仮登記が設定されている物件を購入する場合の注意点
収益物件の購入検討時に、登記簿謄本(登記事項証明書)を確認すると、すでに仮登記が設定されているケースがあります。仮登記が設定されている物件の取得には注意が必要です。
確認すべきポイント
- 仮登記の原因と権利者の確認:誰がどのような権利保全のために仮登記したのかを確認する
- 仮登記の消去手続き:売主との売買契約前に、仮登記権利者から抹消承諾書を取得し、決済時に仮登記を抹消することを条件に契約する
- 仮登記の本登記化リスク:仮登記権利者が本登記を行うと、買主の所有権取得より仮登記が優先される可能性があります。仮登記が残ったまま売買を進めることは原則として避けてください
融資を使った収益物件取得では、担保設定のために金融機関が仮登記の抹消を求めることが通常です。仮登記が残っている物件への融資は原則として困難であるため、融資付きで取引を進める場合は必ず決済前に仮登記を抹消することが条件になります。
司法書士との連携が不可欠
仮登記および本登記の手続きは専門性が高く、実務上は司法書士に依頼するのが一般的です。

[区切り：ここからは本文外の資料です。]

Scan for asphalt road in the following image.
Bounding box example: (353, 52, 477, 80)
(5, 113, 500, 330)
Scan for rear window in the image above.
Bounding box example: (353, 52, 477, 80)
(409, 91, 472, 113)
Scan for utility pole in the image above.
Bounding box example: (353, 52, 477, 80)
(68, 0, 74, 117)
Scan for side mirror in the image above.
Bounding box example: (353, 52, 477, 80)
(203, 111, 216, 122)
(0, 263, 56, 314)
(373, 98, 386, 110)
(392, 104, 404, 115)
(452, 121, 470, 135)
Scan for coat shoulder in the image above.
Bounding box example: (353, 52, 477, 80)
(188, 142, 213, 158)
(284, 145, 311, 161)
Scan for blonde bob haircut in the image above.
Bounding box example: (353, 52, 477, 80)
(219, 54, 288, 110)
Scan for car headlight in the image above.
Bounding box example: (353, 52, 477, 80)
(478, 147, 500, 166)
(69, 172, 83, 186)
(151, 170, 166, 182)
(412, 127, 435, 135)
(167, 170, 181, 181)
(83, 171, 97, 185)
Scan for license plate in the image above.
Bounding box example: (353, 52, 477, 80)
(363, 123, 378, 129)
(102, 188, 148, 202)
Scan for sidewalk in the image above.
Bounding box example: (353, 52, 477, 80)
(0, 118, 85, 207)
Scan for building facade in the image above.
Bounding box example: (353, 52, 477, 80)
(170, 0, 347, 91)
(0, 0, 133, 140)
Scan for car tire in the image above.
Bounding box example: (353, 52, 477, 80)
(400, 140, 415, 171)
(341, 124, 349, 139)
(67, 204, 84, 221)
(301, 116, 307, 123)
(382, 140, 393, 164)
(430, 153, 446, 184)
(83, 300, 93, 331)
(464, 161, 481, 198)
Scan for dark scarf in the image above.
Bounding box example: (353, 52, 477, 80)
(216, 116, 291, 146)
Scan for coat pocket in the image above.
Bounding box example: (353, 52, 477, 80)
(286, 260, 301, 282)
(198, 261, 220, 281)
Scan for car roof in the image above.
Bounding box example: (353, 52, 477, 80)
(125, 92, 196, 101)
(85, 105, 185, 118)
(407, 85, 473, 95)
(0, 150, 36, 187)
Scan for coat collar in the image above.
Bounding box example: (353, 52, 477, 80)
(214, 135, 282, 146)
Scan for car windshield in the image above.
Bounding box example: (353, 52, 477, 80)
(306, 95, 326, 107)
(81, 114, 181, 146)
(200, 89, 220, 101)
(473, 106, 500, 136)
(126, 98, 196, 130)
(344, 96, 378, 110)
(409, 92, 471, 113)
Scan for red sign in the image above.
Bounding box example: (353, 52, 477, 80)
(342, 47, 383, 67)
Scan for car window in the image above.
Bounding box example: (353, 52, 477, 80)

収益物件取得における仮登記の活用を検討する場合は、取引の早い段階で司法書士に相談し、売主との交渉方針を含めたアドバイスを受けることを推奨します。
特に相続未了の物件・遺産分割協議中の物件・権利関係が複雑な物件では、仮登記が「売主の処分権限」の制約にもなる場合があるため、法的整理を専門家に任せたうえで投資判断を行うことが安全です。
まとめ
仮登記は、収益物件の取得において権利の順位を保全する有効な手段ですが、売主の協力・承諾が必要なため通常の売買では活用場面が限られます。一方で、仮登記が設定されている物件を購入する際は、必ず事前に抹消の手続きを確認・完了させることが不可欠です。登記簿謄本の確認と司法書士との連携を購入前の標準手順として組み込むことで、権利取得上のトラブルを未然に防ぐことができます。